Before I had only train and test dataset. Now, I want to split the dataset to train, validation and test. Also, switch between two phases (train and validation) every epoch in order to help me to adjust the hyper parameter.
This is snippet to split the dataset. I don’t know why validation and train is giving me wrong percentage of data.
# get all the image and mask path and number of images
folder_data = glob.glob("D:\\Neda\\Pytorch\\U-net\\my_data\\imagesResized\\*.png")
folder_mask = glob.glob("D:\\Neda\\Pytorch\\U-net\\my_data\\labelsResized\\*.png")
# split these path using a certain percentage
len_data = len(folder_data)
print("count of dataset: ", len_data)
# count of dataset: 992
train_size = 0.6
val_size = 0.2
test_size = 0.2
train_image_paths = folder_data[:int(len_data*train_size)]
print("count of train images is: ", len(train_image_paths))
#count of train images is: 595
valid_image_paths = folder_data[int(len_data*val_size)]
print("count of validation image is: ", len(valid_image_paths))
#count of validation image is: 57
test_image_paths = folder_data[int(len_data*test_size)]
print("count of test images is: ", len(test_image_paths))
#count of test images is: 57
#print(test_image_paths)
train_mask_paths = folder_mask[:int(len_data*train_size)]
valid_mask_paths = folder_mask[:int(len_data*val_size)]
test_mask_paths = folder_mask[int(len_data*test_size):]
train_dataset = CustomDataset(train_image_paths, train_mask_paths)
train_loader = torch.utils.data.DataLoader(train_dataset, batch_size=1, shuffle=True, num_workers=2)
valid_dataset = CustomDataset(valid_image_paths, valid_mask_paths)
valid_loader = torch.utils.data.DataLoader(valid_dataset, batch_size=1, shuffle=False, num_workers=2)
test_dataset = CustomDataset(test_image_paths, test_mask_paths)
test_loader = torch.utils.data.DataLoader(test_dataset, batch_size=1, shuffle=False, num_workers=2)
DataLoader = {
'train': train_loader,
'valid': valid_loader,
#'test': test_loader
}
also, I tried this but it’s return zero for validation and test is wrong as well.
len_data = len(folder_data)
print("count of dataset: ", len_data)
# count of dataset: 992
train_size = 0.6
val_size = 0.2
test_size = 0.2
train_image_paths = folder_data[:int(len_data*train_size)]
print("count of train images is: ", len(train_image_paths))
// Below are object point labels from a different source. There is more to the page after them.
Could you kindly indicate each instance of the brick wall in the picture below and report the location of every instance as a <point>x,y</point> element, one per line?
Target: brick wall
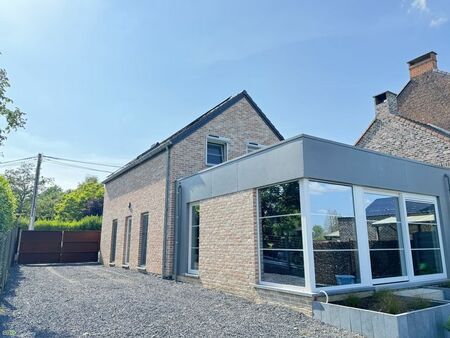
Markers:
<point>228,243</point>
<point>240,124</point>
<point>426,99</point>
<point>400,137</point>
<point>144,187</point>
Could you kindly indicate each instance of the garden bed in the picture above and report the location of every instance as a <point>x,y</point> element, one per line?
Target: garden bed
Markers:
<point>386,315</point>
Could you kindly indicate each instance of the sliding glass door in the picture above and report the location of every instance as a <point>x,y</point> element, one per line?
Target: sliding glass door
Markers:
<point>385,235</point>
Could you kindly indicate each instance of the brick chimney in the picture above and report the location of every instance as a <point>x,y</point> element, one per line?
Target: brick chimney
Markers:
<point>423,64</point>
<point>386,103</point>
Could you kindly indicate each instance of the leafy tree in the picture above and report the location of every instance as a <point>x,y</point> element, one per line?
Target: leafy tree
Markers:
<point>14,118</point>
<point>22,182</point>
<point>85,200</point>
<point>47,200</point>
<point>7,205</point>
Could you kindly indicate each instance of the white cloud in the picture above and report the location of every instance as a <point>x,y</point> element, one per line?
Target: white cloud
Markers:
<point>421,5</point>
<point>438,21</point>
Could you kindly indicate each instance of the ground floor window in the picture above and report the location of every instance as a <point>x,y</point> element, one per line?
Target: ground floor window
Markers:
<point>143,240</point>
<point>424,237</point>
<point>127,241</point>
<point>112,255</point>
<point>334,234</point>
<point>321,235</point>
<point>194,238</point>
<point>281,242</point>
<point>385,235</point>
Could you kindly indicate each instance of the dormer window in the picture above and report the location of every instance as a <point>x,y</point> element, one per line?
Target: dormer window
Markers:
<point>216,150</point>
<point>252,146</point>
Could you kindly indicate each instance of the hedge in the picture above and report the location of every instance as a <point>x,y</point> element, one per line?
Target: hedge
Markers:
<point>86,223</point>
<point>7,205</point>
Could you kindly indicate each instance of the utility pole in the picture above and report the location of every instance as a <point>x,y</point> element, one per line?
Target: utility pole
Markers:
<point>35,192</point>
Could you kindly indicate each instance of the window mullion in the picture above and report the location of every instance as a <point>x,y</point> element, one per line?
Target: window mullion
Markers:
<point>405,234</point>
<point>308,254</point>
<point>362,237</point>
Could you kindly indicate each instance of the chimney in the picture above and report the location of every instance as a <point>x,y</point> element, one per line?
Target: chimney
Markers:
<point>423,64</point>
<point>386,103</point>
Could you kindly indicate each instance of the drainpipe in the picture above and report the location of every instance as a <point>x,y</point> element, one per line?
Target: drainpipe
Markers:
<point>177,218</point>
<point>166,212</point>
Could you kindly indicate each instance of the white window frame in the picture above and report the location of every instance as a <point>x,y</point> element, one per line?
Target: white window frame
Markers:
<point>286,287</point>
<point>365,254</point>
<point>254,146</point>
<point>432,200</point>
<point>190,270</point>
<point>366,279</point>
<point>220,141</point>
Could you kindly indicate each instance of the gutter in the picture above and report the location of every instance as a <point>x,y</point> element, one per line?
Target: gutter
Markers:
<point>176,228</point>
<point>166,212</point>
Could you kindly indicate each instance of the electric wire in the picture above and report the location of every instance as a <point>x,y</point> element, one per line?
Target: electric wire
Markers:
<point>83,162</point>
<point>51,161</point>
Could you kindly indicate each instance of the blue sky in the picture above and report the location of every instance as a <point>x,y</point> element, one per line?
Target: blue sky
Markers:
<point>103,80</point>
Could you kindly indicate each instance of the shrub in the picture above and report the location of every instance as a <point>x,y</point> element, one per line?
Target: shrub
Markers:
<point>86,223</point>
<point>7,205</point>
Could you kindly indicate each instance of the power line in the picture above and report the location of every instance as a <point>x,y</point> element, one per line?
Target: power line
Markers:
<point>84,162</point>
<point>51,161</point>
<point>19,160</point>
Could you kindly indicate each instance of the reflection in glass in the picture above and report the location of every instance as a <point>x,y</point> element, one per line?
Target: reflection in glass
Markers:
<point>384,230</point>
<point>280,199</point>
<point>283,267</point>
<point>334,234</point>
<point>336,267</point>
<point>282,232</point>
<point>424,238</point>
<point>281,235</point>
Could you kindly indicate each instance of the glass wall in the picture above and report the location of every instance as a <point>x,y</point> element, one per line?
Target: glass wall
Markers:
<point>424,238</point>
<point>384,230</point>
<point>335,243</point>
<point>281,244</point>
<point>352,236</point>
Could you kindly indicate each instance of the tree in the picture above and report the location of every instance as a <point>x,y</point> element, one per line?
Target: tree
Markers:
<point>85,200</point>
<point>22,181</point>
<point>7,205</point>
<point>14,118</point>
<point>47,200</point>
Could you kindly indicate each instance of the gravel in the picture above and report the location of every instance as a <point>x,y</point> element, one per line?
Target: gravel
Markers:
<point>91,300</point>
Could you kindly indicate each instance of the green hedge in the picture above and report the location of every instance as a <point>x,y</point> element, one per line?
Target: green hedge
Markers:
<point>86,223</point>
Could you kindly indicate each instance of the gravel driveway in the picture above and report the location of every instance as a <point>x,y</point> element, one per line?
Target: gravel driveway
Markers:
<point>91,300</point>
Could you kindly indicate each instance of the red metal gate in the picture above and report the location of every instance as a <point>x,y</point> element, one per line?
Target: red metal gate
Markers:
<point>59,246</point>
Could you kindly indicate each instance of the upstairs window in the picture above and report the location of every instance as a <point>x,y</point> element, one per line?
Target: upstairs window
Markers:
<point>216,150</point>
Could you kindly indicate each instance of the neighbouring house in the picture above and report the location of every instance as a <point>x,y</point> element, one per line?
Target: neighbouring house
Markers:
<point>416,122</point>
<point>229,204</point>
<point>138,217</point>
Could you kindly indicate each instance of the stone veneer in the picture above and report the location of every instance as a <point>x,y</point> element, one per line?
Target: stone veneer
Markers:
<point>395,135</point>
<point>229,252</point>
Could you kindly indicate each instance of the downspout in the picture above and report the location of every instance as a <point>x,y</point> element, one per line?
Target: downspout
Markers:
<point>166,212</point>
<point>177,218</point>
#count of train images is: 595
valid_image_paths = folder_data[int(len_data*train_size):int(len_data*val_size)]
print("count of validation image is: ", len(valid_image_paths))
#count of validation image is: 0
test_image_paths = folder_data[int(len_data*val_size):]
print("count of test images is: ", len(test_image_paths))
#count of test images is: 794
moreover, for switch between train and validation I am going to use this tutorial in Pytorch but this is for transfer learning and I am not doing transfer learning. would that be OK?